Users can be associated with projects as follows:

  • Individual Users
  • A google Group
  • A G Suit domain
  • A Service Account

Once a user or set of users are added to a project, permission can be assigned, by granting roles to user or set of users.

Below are some predefined roles:

  • Compute Engine Admin: Users have full control over compute engine instance.
  • Compute Engine Network Admin: Users with this role can create, modify, and delete most networking resources, and provides read-only access to firewall rules, SSL Certifications. This role does not give user permission to create or alter instances.
  • Compute Engine Security Admin: Users with this role can create, modify and delete SSL Certificate and firewall rules.
  • Compute Engine Viewer: Users with this role, can get and list Compute Engine resources but cannot read data from those resources.

Preemptible Virtual Machines

They are short-Lived Compute instances for running certain types of Workloads- for applications that perform financial modeling, rendering, big-data, Web Crawling Operations.

If an application is fault-tolerant and can withstand possible instance interruptions (with a 30 sec warning), then using pre-emptible VM instances can reduce Google Compute Engine costs significantly.

Limitation:

Below are these Characteristics:

  • Can be terminated at any time. If they terminate within 10 min of starting, you will not be charged for that time.
  • Will be terminated within 24 hrs.
  • May not always be available and its availability may very across zones and regions
  • Cannot migrate to a regular VM
  • Cannot be set to automatically restart.
  • Are not covered by any service level agreement (SLA)

 Custom Machine:

Below are some Custom machine types available in GCP.

  • Standard Instance
  • High-Memory Machines
  • High-CPU Machines
  • Shared Core Type
  • Memory Optimized Machine

Below is some example of Custom Machines.

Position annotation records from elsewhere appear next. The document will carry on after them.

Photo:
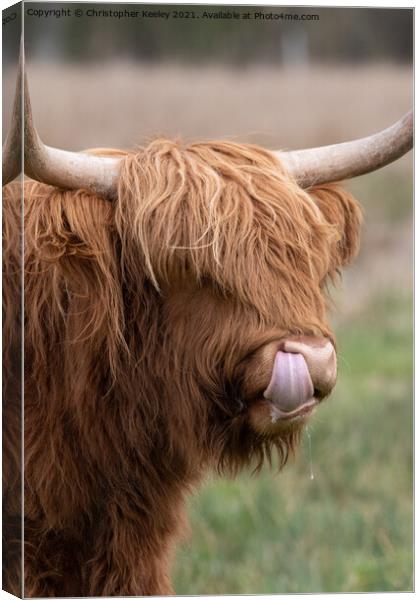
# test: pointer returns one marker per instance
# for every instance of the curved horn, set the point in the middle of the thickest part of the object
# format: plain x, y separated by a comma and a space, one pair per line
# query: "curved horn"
341, 161
68, 170
12, 155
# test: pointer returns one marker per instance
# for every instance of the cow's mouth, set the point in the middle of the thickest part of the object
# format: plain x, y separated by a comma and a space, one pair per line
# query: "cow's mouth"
299, 413
302, 374
291, 390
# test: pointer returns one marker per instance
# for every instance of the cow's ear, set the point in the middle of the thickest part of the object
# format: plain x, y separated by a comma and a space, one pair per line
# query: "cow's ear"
342, 211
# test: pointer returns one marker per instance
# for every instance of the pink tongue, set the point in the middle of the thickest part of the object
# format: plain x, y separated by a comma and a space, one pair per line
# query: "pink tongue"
291, 385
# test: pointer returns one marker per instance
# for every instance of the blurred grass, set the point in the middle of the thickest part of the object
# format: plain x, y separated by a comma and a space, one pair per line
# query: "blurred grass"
350, 528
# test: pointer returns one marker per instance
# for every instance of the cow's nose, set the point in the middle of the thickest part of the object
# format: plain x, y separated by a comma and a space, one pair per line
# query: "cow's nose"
320, 358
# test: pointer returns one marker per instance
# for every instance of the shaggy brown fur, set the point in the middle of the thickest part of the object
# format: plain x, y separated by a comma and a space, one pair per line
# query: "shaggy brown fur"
139, 317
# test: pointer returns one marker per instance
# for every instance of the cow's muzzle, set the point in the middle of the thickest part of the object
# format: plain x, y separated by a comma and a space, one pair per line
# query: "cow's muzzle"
303, 372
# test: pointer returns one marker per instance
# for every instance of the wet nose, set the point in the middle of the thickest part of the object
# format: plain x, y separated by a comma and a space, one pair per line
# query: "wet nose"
320, 358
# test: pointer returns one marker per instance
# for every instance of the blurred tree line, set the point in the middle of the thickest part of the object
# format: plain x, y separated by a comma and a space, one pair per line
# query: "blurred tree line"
340, 35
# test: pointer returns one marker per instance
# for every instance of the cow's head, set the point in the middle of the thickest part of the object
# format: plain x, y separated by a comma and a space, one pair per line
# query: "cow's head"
226, 251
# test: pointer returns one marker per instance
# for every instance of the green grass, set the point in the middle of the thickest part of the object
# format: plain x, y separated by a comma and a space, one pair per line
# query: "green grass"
350, 528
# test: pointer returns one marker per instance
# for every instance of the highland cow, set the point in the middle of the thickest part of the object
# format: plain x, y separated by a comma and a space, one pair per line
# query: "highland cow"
178, 328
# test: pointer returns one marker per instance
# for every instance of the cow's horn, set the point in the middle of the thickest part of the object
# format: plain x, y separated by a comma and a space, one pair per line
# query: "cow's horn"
12, 155
349, 159
68, 170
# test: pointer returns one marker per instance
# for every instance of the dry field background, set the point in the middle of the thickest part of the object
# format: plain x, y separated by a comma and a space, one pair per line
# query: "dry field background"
351, 528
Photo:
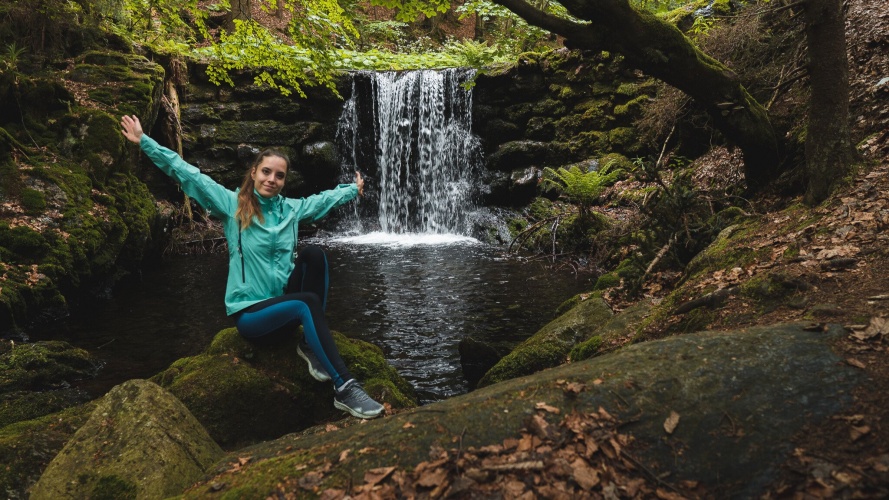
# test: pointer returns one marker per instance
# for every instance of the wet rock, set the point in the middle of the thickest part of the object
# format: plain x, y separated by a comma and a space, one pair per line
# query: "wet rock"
139, 442
740, 396
550, 346
611, 333
244, 392
27, 447
477, 357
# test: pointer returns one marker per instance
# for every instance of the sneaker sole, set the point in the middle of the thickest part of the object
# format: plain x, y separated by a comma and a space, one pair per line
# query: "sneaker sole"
356, 413
319, 376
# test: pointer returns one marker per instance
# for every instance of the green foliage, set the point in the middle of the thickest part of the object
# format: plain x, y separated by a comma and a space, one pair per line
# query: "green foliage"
581, 187
507, 28
412, 10
679, 220
33, 201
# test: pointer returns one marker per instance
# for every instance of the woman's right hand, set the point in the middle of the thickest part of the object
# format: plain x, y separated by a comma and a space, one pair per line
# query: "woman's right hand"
132, 129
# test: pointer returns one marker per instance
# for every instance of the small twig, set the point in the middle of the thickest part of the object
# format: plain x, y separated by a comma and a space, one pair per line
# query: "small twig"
459, 450
648, 471
660, 255
530, 465
664, 147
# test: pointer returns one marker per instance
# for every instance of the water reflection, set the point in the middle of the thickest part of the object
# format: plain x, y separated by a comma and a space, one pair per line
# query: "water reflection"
414, 301
418, 301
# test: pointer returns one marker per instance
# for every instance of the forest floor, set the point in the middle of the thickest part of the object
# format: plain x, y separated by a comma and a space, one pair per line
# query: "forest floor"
845, 263
843, 272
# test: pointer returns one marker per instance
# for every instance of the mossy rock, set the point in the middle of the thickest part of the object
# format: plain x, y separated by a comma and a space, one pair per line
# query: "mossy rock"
44, 365
27, 447
268, 132
19, 406
613, 333
107, 456
549, 347
244, 392
138, 82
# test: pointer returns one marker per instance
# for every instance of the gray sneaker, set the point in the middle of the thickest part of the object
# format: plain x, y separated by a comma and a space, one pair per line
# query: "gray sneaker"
352, 398
316, 369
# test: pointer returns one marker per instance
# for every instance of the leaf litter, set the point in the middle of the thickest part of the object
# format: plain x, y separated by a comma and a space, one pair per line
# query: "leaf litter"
580, 455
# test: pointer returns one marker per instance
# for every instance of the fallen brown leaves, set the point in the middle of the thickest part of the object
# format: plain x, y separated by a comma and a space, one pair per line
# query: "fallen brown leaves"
580, 456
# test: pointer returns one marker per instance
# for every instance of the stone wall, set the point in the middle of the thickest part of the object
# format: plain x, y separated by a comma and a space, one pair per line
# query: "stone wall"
545, 111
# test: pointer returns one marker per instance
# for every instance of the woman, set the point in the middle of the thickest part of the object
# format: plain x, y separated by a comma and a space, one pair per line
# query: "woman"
266, 289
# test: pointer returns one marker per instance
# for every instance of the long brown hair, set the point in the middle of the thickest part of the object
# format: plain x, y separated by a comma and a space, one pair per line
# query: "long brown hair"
248, 205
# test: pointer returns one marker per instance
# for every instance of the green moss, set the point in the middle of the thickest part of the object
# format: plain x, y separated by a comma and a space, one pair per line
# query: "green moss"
608, 280
586, 349
232, 387
22, 244
27, 447
550, 346
624, 139
44, 364
548, 107
113, 488
19, 406
631, 108
33, 201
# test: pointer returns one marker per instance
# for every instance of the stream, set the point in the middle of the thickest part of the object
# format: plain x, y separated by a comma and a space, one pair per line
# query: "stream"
415, 297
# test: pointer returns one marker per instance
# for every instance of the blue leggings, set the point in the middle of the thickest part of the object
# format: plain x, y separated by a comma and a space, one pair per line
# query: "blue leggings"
303, 302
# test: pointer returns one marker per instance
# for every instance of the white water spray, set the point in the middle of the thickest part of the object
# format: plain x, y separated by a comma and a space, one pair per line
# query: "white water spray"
424, 161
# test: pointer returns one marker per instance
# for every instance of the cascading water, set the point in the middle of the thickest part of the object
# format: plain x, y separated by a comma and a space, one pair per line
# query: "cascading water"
410, 134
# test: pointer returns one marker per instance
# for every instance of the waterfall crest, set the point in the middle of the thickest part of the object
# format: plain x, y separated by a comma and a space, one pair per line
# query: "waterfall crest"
410, 134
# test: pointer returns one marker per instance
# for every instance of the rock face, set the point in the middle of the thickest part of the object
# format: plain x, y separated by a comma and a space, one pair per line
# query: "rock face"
139, 442
740, 397
550, 346
244, 392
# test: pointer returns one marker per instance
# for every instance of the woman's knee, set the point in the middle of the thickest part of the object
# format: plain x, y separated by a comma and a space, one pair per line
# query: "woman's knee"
312, 253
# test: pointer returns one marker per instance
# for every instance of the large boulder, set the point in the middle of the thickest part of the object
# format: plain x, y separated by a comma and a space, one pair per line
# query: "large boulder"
739, 398
139, 442
244, 392
550, 346
35, 378
28, 446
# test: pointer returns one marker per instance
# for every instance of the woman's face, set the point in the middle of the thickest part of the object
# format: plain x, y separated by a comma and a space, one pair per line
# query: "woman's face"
268, 176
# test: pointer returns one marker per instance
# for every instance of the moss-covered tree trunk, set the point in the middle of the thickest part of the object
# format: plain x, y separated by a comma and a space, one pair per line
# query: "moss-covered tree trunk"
661, 50
829, 150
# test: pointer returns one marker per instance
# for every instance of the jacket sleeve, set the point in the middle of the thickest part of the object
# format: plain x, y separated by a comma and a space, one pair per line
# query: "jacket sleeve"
207, 192
315, 207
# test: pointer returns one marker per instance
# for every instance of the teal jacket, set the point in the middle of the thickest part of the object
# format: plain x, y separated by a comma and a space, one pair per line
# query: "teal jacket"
260, 258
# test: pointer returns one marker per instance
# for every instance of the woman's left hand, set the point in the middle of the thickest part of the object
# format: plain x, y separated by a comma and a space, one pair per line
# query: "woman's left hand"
360, 182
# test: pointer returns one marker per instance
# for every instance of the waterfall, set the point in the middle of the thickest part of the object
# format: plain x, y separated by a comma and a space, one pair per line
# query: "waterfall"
410, 134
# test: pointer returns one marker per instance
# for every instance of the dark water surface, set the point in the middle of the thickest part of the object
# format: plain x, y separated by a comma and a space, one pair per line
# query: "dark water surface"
416, 302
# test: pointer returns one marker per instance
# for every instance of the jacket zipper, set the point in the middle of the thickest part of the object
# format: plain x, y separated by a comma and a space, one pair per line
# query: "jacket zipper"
241, 251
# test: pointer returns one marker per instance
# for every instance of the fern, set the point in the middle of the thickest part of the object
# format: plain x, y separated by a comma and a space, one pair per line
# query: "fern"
581, 187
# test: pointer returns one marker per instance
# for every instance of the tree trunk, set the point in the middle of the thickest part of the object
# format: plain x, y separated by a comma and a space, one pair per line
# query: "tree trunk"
829, 151
661, 50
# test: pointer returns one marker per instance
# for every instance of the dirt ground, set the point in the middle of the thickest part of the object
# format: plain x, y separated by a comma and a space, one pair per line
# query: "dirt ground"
843, 266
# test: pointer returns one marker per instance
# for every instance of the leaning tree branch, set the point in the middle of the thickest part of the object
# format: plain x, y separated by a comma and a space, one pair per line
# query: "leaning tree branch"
662, 51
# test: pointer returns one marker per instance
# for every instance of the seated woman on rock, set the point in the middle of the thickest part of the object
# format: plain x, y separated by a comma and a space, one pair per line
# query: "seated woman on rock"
266, 289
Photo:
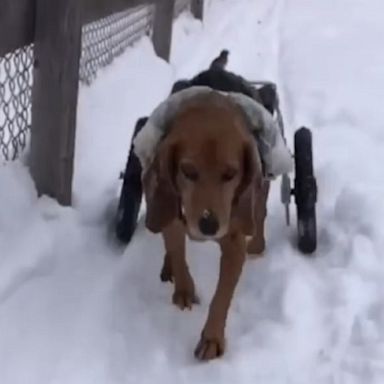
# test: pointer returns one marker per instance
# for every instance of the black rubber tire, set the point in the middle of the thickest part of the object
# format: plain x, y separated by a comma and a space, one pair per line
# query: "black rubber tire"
180, 85
131, 194
305, 190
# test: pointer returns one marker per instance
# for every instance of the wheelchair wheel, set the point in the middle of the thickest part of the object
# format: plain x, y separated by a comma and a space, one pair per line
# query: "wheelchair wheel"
131, 194
305, 190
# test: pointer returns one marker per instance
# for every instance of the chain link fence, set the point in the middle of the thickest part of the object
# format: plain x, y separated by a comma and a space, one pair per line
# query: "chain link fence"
107, 38
15, 101
102, 42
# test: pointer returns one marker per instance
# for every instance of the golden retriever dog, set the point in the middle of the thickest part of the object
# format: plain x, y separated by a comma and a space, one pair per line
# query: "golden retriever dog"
206, 182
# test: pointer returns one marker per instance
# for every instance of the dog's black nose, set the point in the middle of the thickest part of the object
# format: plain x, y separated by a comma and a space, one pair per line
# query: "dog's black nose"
208, 224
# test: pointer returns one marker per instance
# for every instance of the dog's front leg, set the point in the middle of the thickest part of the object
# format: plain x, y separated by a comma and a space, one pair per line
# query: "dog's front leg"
212, 342
176, 265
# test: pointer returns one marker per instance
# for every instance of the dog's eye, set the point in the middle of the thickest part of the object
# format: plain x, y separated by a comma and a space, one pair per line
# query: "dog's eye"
229, 174
189, 171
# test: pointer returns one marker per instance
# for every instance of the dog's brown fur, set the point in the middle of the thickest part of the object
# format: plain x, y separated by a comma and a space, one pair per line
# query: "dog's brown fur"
208, 160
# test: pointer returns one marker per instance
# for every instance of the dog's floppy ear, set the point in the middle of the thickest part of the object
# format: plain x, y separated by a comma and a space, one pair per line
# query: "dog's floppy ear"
250, 183
160, 189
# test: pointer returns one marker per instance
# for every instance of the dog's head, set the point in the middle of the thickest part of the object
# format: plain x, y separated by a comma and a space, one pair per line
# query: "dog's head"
206, 170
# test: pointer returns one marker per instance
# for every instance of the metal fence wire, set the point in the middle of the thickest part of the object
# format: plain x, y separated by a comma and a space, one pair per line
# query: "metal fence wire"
105, 39
102, 41
15, 101
181, 6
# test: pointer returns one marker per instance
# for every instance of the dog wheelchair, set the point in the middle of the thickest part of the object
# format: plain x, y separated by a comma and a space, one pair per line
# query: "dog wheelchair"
303, 188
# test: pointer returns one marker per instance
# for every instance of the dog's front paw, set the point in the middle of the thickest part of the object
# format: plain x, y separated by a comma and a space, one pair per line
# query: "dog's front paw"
166, 274
185, 298
210, 348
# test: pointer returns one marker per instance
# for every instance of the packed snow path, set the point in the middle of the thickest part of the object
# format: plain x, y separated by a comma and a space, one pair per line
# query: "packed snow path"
76, 309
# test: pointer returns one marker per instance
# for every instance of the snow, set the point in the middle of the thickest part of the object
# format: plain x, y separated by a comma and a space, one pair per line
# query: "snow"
76, 308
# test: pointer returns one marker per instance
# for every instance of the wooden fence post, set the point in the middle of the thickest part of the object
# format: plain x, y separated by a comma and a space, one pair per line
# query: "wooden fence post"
54, 96
197, 8
162, 28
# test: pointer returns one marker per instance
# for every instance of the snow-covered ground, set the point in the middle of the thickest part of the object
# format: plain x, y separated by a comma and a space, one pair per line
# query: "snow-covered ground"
77, 309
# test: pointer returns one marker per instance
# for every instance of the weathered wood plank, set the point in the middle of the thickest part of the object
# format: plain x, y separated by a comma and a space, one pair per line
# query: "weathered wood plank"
17, 22
162, 28
54, 101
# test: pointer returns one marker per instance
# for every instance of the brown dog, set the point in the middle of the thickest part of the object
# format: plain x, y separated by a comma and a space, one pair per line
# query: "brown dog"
206, 181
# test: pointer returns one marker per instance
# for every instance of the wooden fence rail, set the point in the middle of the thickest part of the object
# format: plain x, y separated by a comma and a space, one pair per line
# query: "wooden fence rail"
54, 27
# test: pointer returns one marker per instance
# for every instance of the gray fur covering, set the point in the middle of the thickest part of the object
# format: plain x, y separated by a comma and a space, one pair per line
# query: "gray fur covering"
275, 154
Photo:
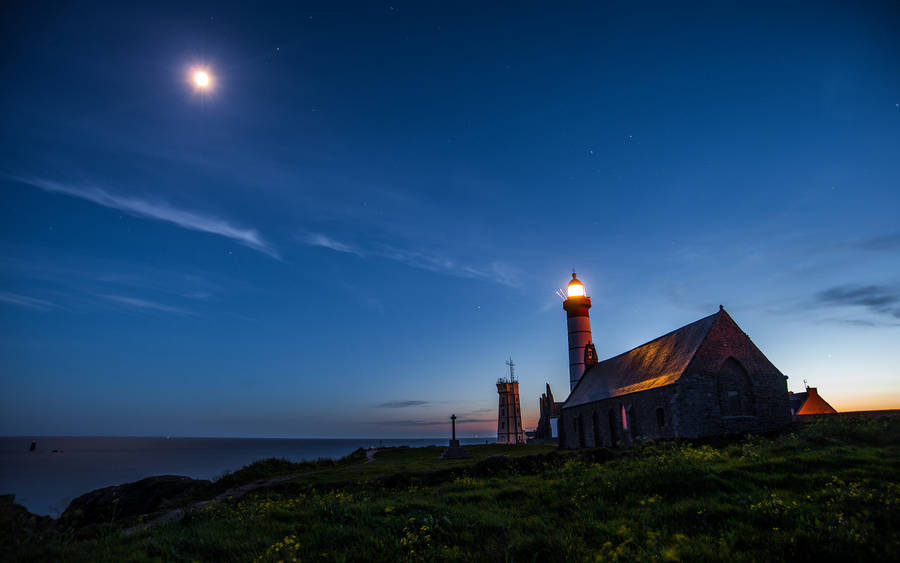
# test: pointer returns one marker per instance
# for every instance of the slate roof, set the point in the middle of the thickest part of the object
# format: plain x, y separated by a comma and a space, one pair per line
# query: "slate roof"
654, 364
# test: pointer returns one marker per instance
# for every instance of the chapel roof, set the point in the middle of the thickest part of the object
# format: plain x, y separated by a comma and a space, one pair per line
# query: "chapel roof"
654, 364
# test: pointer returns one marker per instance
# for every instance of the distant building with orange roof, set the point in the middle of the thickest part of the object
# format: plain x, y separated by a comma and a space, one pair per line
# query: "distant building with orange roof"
808, 403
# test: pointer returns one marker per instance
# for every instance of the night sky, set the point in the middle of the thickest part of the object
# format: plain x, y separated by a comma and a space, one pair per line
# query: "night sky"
370, 207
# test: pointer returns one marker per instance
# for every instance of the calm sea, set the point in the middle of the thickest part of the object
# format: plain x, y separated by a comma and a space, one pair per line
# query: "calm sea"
45, 482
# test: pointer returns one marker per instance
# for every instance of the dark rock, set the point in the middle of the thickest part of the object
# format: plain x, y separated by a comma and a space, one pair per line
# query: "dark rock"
125, 503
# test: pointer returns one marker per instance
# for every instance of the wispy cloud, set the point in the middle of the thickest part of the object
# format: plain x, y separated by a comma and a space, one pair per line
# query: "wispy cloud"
496, 271
318, 239
401, 404
883, 243
159, 211
25, 301
138, 303
879, 299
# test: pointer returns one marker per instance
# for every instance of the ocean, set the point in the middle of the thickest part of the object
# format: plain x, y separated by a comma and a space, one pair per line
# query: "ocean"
44, 481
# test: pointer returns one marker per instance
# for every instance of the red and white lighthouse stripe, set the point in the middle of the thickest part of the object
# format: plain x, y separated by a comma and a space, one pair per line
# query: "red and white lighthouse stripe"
579, 323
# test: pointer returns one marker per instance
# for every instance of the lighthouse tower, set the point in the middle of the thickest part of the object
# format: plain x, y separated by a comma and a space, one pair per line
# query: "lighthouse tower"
577, 305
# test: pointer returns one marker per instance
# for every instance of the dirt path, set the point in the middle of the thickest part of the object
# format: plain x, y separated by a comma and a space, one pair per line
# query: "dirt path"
234, 493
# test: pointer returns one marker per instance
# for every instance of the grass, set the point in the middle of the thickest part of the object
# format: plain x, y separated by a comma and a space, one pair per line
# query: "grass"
827, 491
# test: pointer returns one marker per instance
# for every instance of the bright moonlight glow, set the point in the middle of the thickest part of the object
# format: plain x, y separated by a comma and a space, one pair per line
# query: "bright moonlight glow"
201, 79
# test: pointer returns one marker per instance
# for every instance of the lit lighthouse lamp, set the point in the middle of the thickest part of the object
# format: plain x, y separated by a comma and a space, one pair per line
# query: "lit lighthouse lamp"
579, 323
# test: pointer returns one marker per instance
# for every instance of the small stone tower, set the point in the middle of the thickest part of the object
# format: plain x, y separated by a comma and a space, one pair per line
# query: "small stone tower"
509, 417
578, 319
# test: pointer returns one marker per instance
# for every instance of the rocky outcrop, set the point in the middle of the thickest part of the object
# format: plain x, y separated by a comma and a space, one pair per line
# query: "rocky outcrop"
120, 504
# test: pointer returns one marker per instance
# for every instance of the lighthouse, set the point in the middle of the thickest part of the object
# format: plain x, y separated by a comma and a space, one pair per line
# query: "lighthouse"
578, 319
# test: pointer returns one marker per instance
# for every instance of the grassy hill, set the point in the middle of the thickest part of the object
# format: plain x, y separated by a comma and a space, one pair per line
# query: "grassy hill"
828, 490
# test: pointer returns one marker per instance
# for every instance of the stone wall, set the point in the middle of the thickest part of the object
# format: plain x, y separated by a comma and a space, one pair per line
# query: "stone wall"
729, 362
641, 409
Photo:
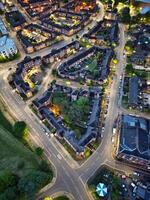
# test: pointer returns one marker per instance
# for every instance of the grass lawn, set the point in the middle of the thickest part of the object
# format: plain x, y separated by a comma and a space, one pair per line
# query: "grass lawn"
61, 198
14, 155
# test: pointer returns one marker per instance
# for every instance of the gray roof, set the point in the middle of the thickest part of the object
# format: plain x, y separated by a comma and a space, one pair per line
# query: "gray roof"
134, 137
133, 90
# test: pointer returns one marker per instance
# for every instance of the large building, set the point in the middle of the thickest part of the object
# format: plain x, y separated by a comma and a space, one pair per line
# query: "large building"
134, 140
7, 47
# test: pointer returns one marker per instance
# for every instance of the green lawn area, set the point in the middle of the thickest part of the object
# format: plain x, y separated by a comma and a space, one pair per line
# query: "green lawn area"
75, 113
61, 198
22, 172
110, 179
13, 154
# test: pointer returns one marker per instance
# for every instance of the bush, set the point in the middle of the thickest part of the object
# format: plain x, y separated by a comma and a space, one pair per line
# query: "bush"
20, 130
39, 151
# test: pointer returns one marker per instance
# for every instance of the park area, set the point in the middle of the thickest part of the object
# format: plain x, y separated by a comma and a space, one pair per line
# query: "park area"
74, 112
22, 172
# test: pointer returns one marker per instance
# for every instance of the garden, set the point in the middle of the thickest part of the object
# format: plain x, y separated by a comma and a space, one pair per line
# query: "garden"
74, 113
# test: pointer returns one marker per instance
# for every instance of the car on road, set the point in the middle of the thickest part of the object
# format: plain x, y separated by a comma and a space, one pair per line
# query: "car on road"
136, 174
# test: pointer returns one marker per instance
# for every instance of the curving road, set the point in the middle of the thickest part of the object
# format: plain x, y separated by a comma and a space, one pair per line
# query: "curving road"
70, 177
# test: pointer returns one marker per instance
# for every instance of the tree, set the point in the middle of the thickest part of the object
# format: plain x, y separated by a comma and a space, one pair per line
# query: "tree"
39, 151
9, 194
54, 72
125, 15
129, 69
20, 130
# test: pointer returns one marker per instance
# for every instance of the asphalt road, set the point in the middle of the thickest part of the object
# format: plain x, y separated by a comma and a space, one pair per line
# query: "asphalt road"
70, 177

  • N1-standard-1 has 1 vCPU and 3.75 GB of Memory.
  • N1-standard-32 has 32 vCPU and 120 GB of Memory
  • N1-highmem-32 has 32 vCPU and 208 GB of Memory
  • N1-highcpu-32 has 32 vCPU and 28.8 GB of Memory

APP Engine

It is the PaaS Compute Service, which provides a managed platform for running Applications. When using APP engine, Application is main focus and not VM that runs Application. In this Application owner provides some requirements along with code and Google manages the resources requires to run the code.